L'Italia continua a essere il paese con la massima evasione fiscale e la minore tassazione delle rendite finanziarie mentre attraverso le politiche fiscali hanno continuato a spremere pensionati e lavoratori dipendenti.
I risultati di questa scelta sono: licenziamenti, aumento delle disuguaglianze sociali, impoverimento e inaccessibilità al lavoro.
Questa condizione di solitudine ha addirittura portato persone a togliersi la vita.
Adesso Basta!
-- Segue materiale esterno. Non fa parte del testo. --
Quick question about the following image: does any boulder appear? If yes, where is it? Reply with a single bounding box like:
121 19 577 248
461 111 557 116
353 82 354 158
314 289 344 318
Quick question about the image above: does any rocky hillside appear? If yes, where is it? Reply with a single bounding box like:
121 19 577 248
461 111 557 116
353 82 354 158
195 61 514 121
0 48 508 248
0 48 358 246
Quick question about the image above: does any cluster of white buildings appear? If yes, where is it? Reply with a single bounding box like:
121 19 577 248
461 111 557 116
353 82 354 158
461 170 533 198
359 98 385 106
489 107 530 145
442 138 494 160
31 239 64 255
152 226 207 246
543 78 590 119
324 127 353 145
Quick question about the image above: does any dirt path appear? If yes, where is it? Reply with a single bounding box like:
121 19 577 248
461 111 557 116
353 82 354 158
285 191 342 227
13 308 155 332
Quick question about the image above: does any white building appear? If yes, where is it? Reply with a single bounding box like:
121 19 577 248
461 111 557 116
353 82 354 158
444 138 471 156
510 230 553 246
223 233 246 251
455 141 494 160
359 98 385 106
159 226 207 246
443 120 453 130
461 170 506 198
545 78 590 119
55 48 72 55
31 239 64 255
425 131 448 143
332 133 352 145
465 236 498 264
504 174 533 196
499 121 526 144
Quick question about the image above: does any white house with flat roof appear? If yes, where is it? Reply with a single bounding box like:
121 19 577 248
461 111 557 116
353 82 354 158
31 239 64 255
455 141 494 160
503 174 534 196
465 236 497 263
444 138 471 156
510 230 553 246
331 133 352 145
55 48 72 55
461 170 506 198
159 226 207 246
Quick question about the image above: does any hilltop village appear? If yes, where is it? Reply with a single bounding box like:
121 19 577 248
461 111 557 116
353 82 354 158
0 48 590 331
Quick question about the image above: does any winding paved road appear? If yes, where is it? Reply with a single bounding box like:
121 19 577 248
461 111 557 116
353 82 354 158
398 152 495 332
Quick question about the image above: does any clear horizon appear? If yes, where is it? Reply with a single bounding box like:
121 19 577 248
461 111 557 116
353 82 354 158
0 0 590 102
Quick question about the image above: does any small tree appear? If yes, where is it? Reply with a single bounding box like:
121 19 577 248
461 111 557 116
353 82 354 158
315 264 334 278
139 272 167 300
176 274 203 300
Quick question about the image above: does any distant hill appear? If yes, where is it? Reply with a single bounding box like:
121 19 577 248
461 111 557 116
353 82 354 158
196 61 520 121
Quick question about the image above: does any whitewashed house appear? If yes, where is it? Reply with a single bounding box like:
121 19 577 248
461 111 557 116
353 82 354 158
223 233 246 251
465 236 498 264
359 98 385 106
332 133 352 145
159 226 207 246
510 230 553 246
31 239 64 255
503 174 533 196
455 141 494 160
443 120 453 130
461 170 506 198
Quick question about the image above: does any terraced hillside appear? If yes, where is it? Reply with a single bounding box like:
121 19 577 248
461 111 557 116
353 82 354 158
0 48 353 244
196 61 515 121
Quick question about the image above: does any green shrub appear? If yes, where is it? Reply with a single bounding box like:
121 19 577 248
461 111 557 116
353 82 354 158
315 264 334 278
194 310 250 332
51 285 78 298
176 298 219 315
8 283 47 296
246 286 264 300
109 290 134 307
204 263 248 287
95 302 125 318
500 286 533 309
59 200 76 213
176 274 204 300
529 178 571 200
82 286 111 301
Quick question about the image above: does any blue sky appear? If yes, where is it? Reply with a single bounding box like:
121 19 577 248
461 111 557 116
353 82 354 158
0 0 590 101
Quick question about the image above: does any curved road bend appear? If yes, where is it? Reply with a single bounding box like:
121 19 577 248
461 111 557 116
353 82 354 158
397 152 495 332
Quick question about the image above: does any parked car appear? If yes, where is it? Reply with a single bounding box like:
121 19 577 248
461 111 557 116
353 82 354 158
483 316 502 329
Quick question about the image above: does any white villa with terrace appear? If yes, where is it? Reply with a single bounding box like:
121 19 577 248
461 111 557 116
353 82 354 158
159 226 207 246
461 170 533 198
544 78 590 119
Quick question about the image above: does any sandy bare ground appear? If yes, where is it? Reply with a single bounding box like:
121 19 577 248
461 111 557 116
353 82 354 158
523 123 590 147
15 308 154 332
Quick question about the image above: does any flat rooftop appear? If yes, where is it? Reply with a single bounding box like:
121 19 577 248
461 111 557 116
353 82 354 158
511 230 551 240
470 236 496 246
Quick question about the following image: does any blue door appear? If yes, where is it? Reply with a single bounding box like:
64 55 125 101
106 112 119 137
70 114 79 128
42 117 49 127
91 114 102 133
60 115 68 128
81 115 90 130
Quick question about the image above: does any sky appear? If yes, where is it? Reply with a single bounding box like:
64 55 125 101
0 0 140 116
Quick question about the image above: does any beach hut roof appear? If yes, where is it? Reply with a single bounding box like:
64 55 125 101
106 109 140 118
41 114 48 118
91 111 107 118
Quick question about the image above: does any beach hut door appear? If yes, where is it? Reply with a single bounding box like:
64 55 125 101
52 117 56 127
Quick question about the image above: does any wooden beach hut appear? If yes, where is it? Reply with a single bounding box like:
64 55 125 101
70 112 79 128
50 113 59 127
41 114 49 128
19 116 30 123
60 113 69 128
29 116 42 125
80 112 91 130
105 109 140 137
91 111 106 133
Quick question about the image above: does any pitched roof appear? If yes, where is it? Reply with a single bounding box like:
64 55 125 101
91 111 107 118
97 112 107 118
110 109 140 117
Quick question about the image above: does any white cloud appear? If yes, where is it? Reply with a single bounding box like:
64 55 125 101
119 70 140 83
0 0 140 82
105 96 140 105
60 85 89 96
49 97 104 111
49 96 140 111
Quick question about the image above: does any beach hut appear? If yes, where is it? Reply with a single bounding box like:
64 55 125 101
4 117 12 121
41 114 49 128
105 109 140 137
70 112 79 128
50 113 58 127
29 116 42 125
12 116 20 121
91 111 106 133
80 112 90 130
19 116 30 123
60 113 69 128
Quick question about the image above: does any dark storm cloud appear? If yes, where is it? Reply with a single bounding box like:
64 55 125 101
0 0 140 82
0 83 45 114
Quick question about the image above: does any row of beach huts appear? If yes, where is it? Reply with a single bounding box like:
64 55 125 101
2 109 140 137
Non vogliamo più essere divisi e ricattati, è il momento di cambiare
Il 18, a Roma, manifestiamo per:
- riconquistare il diritto del e nel lavoro;
- la riconversione ecologica del nostro sistema industriale per valorizzare i beni comuni acqua, aria e terra;
- un piano straordinario d'investimenti pubblici e privati e il blocco dei licenziamenti anche attraverso l'incentivazione della riduzione dell'orario con i contratti di solidarietà e l'estensione della cassa integrazione;
- un contratto nazionale che tuteli i diritti di tutte le forme di lavoro con una legge sulla democrazia che faccia sempre votare e decidere i lavoratori;
- un reddito per una piena cittadinanza di inoccupati, disoccupati e studenti;
- fare in modo che la scuola, l'università e la sanità siano pubbliche e per tutti;
- combattere le mafie e la criminalità organizzata che si sono infiltrate sia nella finanza che nell'economia;
- la rivalutazione delle pensioni e per un sistema pensionistico che riconosca la diversità tra i lavori;
- un'Europa fondata sui diritti sociali e contrattuali, su un sistema fiscale condiviso e sul diritto di cittadinanza e sulla democrazia delle istituzioni.
Per queste ragioni ci rivolgiamo a tutte le donne, gli uomini, i giovani, i precari, i disoccupati, i migranti, i pensionati, perché noi operaie, operai, impiegate e impiegati metalmeccanici, come voi, vogliamo una democrazia che ci permetta di partecipare e decidere del nostro futuro.

mercoledì 1 maggio 2013

Nessuna contrapposizione

« Meglio morire in piedi, che vivere in ginocchio. »
(Accursio Miraglia)

il 1 maggio si può festeggiare in musica senza i sindacati ma non contro i sindacati. Credo e mi auguro sia questo lo spirito del 1 maggio tarantino. 
Nel ricordo di Nunzio Passafiume, Agostino D'Alessandro, Accursio Miraglia, Placido Rizzotto, Salvatore Carnevale.... e tanti altri ancora.